Soya bean Crushing: An Industry Coming of Age

  • By Russell Stone
  • 09 Nov 2017

Historically, soya meal did not have a place in the South African feed industry. In the 1970’s fish meal supplemented animal feed requirements. Soya bean production was minuscule and only received real attention after 1996. As production increased, raw soya beans were an export orientated product, while the local feed industry depended on soya meal imports. Being of an ‘inferior’ quality, it was believed that South African soya bean cultivars were not suited to value-add crushing. But bean quality was not the whole problem. Crushing machinery had not been adapted to suit the unique characteristics of South African cultivars. Local soya bean crushing only really took-off in 2012 when industry players began importing state-of- the-art crushing machinery, which was adjusted to optimise the crushing of South African cultivars into the highest quality value-added soya bean products.

The client is king in the crushing industry. Consumers of soya products have precise specifications with protein content, urease, fibre and moisture, as deviations cause complications in animal feed ratios. Further, product specifications differ according to the consumer, forcing soya bean crushers to be versatile with a meticulous understanding of industry, machinery and beans. A holistic approach to soya bean crushing is the key to producing international standard meal consistently.

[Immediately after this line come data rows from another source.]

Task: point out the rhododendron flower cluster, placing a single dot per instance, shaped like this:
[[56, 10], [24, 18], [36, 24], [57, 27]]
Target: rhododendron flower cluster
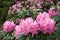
[[42, 23], [26, 26], [46, 24], [8, 26]]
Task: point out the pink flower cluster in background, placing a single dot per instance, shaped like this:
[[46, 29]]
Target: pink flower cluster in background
[[43, 23], [46, 24], [8, 26]]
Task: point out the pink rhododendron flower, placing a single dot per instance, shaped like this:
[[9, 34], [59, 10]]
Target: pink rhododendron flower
[[17, 32], [52, 13], [34, 28], [46, 24], [25, 27], [8, 26]]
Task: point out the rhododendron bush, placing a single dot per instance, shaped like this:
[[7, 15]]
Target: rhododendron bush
[[31, 20]]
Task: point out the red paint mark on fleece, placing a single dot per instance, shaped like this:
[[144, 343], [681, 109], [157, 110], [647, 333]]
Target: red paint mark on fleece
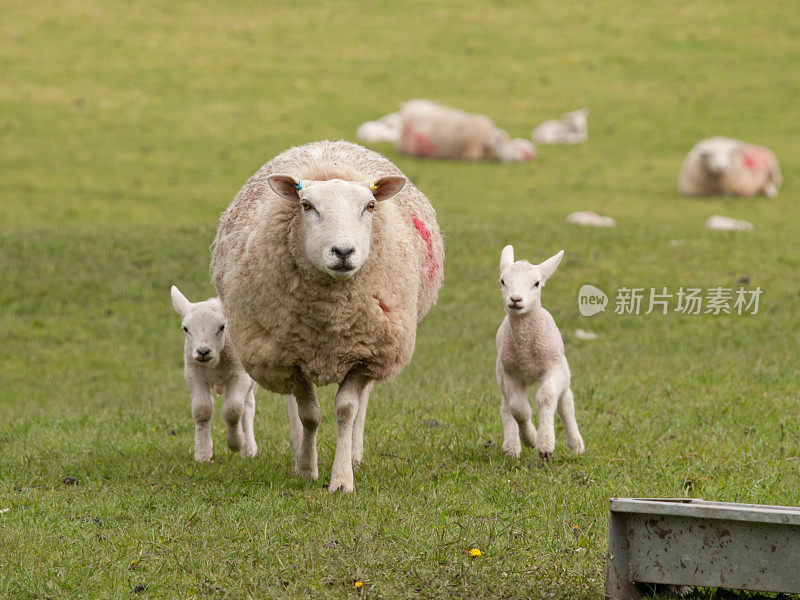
[[425, 234], [755, 159]]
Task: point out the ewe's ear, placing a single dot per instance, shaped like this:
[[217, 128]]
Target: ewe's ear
[[384, 188], [179, 301], [285, 185], [549, 266], [506, 257]]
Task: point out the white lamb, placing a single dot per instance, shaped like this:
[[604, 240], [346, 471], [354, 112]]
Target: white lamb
[[209, 363], [530, 350], [325, 262], [722, 165], [572, 128]]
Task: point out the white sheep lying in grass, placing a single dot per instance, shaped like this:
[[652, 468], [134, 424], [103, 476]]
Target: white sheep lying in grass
[[325, 262], [432, 130], [722, 165], [572, 128], [210, 364], [530, 350]]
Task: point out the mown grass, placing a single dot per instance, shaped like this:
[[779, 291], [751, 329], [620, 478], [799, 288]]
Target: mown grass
[[128, 127]]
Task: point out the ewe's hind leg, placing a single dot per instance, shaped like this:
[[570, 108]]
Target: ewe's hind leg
[[305, 461], [358, 425], [295, 426], [233, 410], [566, 409], [249, 448], [547, 401], [515, 404], [347, 400], [202, 411]]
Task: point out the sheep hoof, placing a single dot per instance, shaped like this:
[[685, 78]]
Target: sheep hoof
[[248, 451], [340, 486]]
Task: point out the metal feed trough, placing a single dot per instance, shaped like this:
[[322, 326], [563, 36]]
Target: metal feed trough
[[698, 543]]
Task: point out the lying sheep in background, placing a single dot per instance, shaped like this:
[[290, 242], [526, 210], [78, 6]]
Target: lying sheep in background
[[385, 129], [325, 262], [209, 363], [433, 130], [722, 165], [530, 350], [572, 128]]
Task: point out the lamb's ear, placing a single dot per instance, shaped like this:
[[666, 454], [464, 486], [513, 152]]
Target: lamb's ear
[[179, 301], [285, 185], [506, 257], [384, 188], [549, 266]]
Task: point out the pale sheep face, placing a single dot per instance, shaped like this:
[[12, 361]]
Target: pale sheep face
[[203, 326], [521, 282], [336, 218]]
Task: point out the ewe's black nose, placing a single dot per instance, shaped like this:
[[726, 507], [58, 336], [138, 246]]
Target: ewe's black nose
[[343, 253]]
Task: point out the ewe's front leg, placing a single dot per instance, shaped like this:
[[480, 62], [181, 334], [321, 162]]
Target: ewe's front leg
[[305, 461], [202, 411], [233, 410], [249, 448], [295, 426], [358, 425], [546, 402], [515, 399], [347, 403]]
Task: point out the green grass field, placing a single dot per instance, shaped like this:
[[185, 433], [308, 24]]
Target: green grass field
[[126, 129]]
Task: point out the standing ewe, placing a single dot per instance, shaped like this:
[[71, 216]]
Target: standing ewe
[[325, 262], [572, 128], [209, 363], [722, 165], [530, 350]]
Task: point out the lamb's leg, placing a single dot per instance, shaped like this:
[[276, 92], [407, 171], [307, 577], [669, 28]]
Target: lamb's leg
[[249, 448], [202, 411], [346, 408], [546, 402], [358, 425], [516, 397], [296, 427], [511, 444], [233, 409], [566, 409], [305, 461]]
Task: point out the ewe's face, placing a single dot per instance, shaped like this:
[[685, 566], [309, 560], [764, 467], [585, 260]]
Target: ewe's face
[[336, 221], [521, 287], [336, 218], [204, 329]]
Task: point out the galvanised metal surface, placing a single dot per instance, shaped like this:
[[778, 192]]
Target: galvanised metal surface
[[694, 542]]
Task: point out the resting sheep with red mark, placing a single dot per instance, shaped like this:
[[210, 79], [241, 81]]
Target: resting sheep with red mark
[[325, 263], [720, 165]]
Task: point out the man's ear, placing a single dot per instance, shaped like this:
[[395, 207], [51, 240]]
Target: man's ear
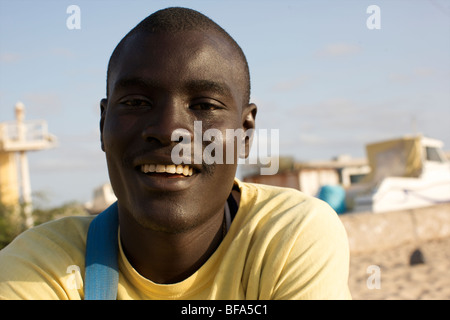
[[103, 105], [248, 124]]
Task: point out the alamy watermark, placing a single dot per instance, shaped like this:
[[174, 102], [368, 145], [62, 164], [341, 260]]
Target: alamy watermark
[[73, 22], [374, 20], [374, 279], [235, 141], [74, 280]]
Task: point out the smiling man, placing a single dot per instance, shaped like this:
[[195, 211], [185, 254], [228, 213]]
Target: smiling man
[[186, 230]]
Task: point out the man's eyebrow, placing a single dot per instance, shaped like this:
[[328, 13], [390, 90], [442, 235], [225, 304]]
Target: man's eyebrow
[[190, 86], [135, 82], [208, 85]]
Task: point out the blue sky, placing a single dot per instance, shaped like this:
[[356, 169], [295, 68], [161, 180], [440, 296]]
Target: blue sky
[[319, 75]]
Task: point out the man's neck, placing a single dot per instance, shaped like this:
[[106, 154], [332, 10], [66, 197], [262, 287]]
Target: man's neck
[[169, 258]]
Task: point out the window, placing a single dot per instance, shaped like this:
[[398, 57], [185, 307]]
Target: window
[[433, 154]]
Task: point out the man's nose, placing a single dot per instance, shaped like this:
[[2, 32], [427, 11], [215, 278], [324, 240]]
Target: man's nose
[[167, 117]]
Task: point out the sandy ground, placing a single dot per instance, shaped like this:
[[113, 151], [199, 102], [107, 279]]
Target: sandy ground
[[388, 274]]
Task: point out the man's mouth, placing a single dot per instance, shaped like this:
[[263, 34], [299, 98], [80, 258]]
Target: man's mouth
[[173, 169]]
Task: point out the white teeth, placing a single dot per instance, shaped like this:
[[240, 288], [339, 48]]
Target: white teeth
[[171, 168]]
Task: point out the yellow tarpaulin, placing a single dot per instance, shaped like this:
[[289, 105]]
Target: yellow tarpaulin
[[395, 158]]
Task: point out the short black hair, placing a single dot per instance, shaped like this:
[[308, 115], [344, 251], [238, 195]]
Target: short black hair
[[176, 19]]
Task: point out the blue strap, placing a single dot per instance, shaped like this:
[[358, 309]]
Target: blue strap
[[102, 270]]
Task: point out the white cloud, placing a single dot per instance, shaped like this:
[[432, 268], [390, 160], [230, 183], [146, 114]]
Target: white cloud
[[338, 50]]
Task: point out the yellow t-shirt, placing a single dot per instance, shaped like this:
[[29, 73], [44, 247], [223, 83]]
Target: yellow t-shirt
[[281, 244]]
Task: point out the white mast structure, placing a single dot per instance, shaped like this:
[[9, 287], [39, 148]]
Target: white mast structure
[[19, 137]]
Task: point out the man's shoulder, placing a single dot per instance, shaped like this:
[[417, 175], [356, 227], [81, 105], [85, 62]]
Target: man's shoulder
[[281, 199], [47, 243], [60, 230], [36, 264]]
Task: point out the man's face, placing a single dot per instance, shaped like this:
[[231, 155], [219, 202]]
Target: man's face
[[160, 83]]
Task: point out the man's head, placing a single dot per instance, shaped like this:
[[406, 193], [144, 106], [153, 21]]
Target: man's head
[[173, 20], [174, 69]]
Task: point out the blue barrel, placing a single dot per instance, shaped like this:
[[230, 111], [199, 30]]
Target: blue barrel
[[334, 195]]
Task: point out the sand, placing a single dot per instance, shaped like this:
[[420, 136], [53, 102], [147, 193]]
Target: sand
[[388, 275]]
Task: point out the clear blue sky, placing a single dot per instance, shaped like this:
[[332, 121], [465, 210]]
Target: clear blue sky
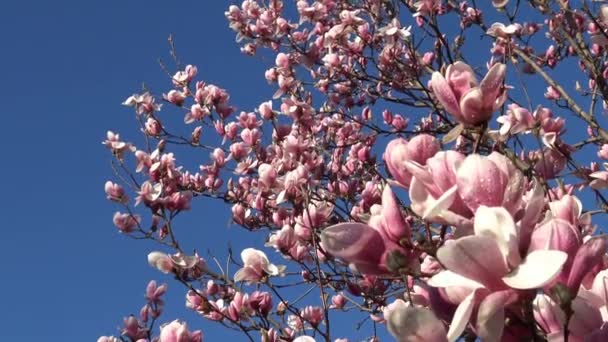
[[65, 67]]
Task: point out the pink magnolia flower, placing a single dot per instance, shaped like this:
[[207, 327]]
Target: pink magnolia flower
[[115, 192], [178, 332], [256, 267], [169, 263], [117, 146], [413, 324], [500, 3], [372, 248], [108, 339], [585, 324], [460, 94], [125, 222], [504, 31], [433, 190], [489, 263], [491, 181], [398, 151], [516, 120]]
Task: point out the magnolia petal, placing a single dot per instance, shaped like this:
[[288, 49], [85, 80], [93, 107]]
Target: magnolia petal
[[497, 223], [448, 279], [515, 184], [353, 242], [442, 203], [537, 270], [532, 214], [499, 3], [420, 197], [445, 95], [408, 323], [251, 256], [472, 105], [491, 84], [461, 317], [475, 257], [394, 224], [491, 316]]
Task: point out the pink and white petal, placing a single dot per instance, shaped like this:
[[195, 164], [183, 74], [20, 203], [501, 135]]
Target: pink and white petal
[[442, 204], [532, 213], [420, 197], [586, 318], [497, 223], [411, 324], [491, 315], [445, 95], [473, 108], [492, 83], [448, 279], [394, 224], [353, 242], [537, 270], [419, 171], [252, 256], [515, 185], [499, 3], [461, 76], [461, 317], [477, 258]]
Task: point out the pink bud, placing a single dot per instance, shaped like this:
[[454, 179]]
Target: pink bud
[[338, 301], [590, 254], [398, 151]]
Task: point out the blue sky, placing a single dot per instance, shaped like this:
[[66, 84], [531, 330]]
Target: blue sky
[[65, 68]]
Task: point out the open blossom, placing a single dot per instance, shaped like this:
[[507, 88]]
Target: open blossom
[[125, 222], [490, 265], [143, 103], [115, 192], [413, 324], [398, 151], [117, 146], [178, 332], [256, 267], [450, 189], [470, 102], [504, 31], [372, 248], [176, 262]]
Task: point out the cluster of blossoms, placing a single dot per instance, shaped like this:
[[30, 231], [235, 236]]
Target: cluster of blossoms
[[463, 218]]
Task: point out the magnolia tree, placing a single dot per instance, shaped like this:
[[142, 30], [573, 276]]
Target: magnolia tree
[[413, 168]]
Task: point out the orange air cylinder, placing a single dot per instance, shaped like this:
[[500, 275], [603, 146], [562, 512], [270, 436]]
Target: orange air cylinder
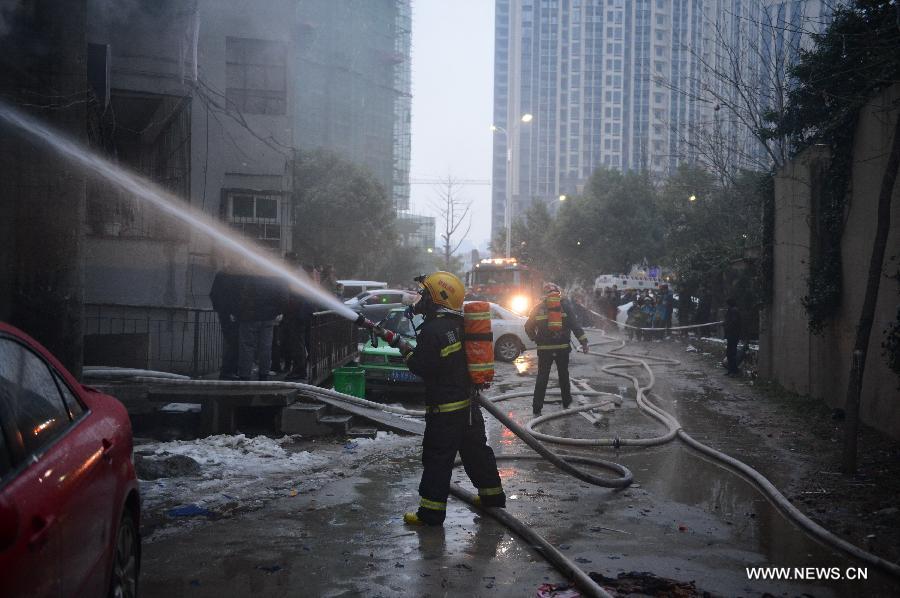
[[478, 341]]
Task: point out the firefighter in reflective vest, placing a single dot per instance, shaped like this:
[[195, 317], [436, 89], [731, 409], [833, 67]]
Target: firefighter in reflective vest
[[549, 324], [453, 420]]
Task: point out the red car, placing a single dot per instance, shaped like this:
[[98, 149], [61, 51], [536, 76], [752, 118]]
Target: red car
[[69, 503]]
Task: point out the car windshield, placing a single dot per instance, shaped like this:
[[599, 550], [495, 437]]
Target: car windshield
[[501, 313], [495, 277], [396, 321]]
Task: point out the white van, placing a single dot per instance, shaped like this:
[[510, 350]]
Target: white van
[[348, 289]]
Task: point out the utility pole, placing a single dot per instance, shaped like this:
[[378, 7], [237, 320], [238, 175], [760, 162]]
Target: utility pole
[[43, 50]]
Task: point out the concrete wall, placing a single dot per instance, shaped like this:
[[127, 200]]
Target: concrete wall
[[153, 50], [819, 365]]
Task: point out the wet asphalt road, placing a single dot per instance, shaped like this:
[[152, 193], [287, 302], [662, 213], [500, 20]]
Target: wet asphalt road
[[685, 518]]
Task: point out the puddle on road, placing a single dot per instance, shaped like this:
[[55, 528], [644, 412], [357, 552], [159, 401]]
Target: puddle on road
[[687, 517]]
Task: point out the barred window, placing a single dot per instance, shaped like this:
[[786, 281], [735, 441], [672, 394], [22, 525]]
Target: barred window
[[256, 72]]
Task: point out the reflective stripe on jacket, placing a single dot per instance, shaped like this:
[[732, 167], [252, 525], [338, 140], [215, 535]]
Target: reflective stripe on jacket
[[552, 337]]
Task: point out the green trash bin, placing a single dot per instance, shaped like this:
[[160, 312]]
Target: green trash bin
[[350, 380]]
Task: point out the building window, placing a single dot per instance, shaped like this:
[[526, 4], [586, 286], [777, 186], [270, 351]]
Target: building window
[[258, 215], [256, 72]]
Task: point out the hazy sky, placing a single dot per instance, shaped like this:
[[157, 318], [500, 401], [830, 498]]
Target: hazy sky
[[452, 85]]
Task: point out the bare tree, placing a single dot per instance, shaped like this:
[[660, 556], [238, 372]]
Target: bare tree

While soya meal is the core output of any soya crushing operation, real industry players ensure nothing is wasted, turning by-products into value-added marketable outputs. Crude oil is one by-product with a significant market, but with resourcefulness and an entrepreneurial drive there is always the potential of breaking new ground. An industry specific example is the growth of the South African soya hull market, which initially was non-existent. Soya hulls are competitively priced and their fibre content is unparalleled. With the right people bringing this undervalued product to market, local soya hull production does not satisfy South Africa’s annual demand.

South Africa’s soya crushing industry has grown considerably in a relatively short period of time. Once dependent on imports, the whole of the reef region now consumes locally crushed soya meal. Coastal regions are still reliant on imported meal. Product delivered directly to ports is more competitively priced than meal sent from inland depots. But this is soon to change. In the ideal world, soya bean cultivars would be engineered to have a higher oil and protein content, variations that are currently not possible. For crushers to produce the volumes needed to outcompete meal imports, it is essential that farmers increase production. This can be achieved by planting high yielding and drought resistant cultivars. Soybean genetic selection is an industry on this rise. Players target regions with superior soya bean cultivars and carefully select those that are suited both geographically and agronomically to specific South African growing regions. Synergies created by integrating the value chain are vitally important for growth.

The challenges in the immediate future are capturing the coastal animal feed market and increased local human consumption, opportunities that leave space for considerable growth and a prosperous short to medium term future.